Sheep Camp Trail Revisited

The light gray gravel was cold under my bare soles in the early September pre-dawn stillness. Several cotton-tailed bunnies were nibbling on tender damp herbs and grasses at the sides of the old road. Today they were wary, and scampered into the manzanita and sage brush on the far side of the barbed wire fence--at times my bare feet make such little noise I can come within six to ten feet before being noticed. About ten minutes into my hike, a row of pines on a nearby hill caught my eye off to the right--the first reddish rays of the sun were making them stand out brilliantly against the clear blue California sky. The surrounding vegetation was still a dull monochromatic grayish green. I leaned on my staff for a few minutes and watched the brilliant sunlight crawl almost imperceptibly down the top branches of a lone scrub oak. In a pine thicket to my left, an awakening flock of small birds was beginning to flit about and chatter amongst themselves.

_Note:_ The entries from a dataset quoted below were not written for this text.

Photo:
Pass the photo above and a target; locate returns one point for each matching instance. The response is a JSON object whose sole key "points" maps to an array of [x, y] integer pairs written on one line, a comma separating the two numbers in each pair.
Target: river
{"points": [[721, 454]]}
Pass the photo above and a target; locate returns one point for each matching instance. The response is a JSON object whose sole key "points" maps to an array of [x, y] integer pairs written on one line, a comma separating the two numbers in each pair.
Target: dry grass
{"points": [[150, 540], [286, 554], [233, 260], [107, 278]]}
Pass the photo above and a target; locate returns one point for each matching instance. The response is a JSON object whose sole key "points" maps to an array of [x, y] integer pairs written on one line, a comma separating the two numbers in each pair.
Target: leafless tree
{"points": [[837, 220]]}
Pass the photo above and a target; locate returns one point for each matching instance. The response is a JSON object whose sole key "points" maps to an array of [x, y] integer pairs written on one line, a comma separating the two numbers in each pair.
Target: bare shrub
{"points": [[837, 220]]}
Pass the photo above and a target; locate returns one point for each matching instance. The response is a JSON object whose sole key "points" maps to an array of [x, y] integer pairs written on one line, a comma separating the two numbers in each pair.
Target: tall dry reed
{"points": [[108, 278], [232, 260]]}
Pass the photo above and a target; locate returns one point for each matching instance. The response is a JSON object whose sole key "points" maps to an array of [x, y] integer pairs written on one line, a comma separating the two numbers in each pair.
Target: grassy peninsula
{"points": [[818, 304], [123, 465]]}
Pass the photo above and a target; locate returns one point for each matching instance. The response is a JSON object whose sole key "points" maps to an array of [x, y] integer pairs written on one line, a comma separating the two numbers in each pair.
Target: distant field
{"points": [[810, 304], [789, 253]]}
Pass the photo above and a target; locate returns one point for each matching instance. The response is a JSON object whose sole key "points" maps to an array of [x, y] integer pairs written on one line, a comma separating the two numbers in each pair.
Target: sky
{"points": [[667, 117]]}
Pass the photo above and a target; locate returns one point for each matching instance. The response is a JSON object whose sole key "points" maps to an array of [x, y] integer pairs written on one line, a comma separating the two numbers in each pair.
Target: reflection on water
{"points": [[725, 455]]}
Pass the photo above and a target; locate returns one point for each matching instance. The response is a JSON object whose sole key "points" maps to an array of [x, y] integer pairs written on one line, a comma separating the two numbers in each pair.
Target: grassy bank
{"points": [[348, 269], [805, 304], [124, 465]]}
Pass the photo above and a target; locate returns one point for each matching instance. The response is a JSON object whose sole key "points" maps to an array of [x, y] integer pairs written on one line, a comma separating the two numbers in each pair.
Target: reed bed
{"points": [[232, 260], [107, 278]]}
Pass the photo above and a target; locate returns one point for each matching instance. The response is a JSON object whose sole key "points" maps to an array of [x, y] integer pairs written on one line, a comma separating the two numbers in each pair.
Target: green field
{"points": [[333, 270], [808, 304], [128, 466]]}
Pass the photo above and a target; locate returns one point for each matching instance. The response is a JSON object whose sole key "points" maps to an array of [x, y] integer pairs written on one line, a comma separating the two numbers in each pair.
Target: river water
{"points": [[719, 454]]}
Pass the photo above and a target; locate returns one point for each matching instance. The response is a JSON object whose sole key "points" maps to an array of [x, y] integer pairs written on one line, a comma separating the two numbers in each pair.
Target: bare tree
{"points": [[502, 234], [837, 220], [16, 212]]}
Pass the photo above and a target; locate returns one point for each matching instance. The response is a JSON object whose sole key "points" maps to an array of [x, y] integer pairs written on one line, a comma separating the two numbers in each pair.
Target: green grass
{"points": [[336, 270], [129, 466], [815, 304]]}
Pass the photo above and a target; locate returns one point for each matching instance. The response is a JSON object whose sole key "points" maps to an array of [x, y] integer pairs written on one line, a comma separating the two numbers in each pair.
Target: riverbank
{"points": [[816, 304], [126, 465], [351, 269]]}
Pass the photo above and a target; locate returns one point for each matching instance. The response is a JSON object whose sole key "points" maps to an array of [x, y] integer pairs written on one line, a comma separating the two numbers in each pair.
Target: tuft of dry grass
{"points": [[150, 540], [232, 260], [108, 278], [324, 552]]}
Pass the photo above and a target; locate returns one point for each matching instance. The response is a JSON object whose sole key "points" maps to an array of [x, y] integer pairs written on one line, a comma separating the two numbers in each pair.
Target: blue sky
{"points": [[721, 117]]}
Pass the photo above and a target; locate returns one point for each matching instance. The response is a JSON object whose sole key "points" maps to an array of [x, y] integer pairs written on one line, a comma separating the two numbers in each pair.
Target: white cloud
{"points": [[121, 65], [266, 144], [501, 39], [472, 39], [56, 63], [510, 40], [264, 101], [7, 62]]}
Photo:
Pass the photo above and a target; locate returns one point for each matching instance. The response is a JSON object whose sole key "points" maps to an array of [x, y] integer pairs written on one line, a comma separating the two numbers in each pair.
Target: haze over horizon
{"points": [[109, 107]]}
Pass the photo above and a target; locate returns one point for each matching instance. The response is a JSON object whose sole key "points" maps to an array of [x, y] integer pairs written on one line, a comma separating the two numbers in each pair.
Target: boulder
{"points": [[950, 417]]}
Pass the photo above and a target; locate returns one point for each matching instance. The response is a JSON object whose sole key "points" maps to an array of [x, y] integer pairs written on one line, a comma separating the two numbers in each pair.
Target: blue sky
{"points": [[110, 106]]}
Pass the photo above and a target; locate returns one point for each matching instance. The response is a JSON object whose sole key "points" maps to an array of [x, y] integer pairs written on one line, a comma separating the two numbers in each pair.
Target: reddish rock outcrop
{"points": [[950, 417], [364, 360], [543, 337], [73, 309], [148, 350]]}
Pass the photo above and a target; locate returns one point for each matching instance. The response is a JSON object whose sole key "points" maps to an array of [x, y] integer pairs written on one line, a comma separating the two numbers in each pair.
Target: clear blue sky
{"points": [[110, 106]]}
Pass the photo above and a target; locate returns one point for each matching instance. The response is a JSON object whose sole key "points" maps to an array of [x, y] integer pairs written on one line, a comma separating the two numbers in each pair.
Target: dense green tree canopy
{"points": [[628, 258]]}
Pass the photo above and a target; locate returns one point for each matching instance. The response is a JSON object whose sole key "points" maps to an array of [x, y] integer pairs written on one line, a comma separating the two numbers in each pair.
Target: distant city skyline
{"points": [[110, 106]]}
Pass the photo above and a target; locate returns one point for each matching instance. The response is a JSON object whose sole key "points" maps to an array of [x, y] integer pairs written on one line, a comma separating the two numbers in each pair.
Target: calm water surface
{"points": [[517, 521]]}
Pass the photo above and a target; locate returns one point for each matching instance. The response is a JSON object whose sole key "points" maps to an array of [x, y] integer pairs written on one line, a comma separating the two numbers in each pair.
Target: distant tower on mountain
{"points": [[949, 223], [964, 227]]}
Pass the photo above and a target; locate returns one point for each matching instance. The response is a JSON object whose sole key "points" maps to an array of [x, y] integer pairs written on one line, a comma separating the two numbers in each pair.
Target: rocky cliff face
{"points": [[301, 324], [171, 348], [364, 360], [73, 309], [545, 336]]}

As I topped the small hill the deep blue waters San Andreas Reservoir came into view between the pines. This morning the usual fog bank was absent at the top of the Coast Range. Just beyond the fence a profusion of large stalky yellow flowers with dark brown centers were facing the rising sun--they almost reminded me of road signs or railroad semaphores. I peered into an almost hidden hollow in a roadside thicket of scrub oak and noticed the tangled, twisted branches were side-lit by the sun's unusual low angle, the early light still reddish but rapidly changing. The downhill section of the road became a bit more difficult for my bare feet--scattered gravel on deteriorating asphalt. Some fairly clean sections of the old pavement felt a lot like a thick woolen Oriental carpet. I had time to make it all the way down to Canada Road, and tramped through an expanse of fine gray dust to leave a single perfect bare foot print on a dark section of new smooth asphalt (a Mike Berrow Calling Card).

Barefoot hiking uphill is considerably easier for me than downhill; the old pavement section was no problem on the way back. Glanced again into the scrub oak hollow, and sure enough, the redness was completely gone from the light, and the branches were becoming flat and ordinary-looking as the sun rose higher. The light gray gravel was already beginning to feel warmer, and it was easy to pick out my bare foot prints in the dusty sections among all the shoddlie prints. It occurred to me again how much lighter and finer is the print made by bare soles as compared to waffle-stompers, and even tennis shoes. (The ecological damage done by one pair of hiking boots equals that of ten pairs of bare feet? I suspect the ratio is even higher.)

Another wooded glen just off the road made me think of a gloomy grayish-green cathedral interior, Spanish Moss hanging from gnarled oak branches. Further up the road, now brilliant full-strength sunlight backlit a wall of deep green serrated oak leaves and red poison ivy just across the fence; no human made stained glass window could be finer. The cotton-tails again scattered at my approach, and I stopped for a moment to admire another flock of small birds as they chirped and chattered deep within the brush. Their day was just starting, and now so was mine, as I climbed into the car for the drive to work.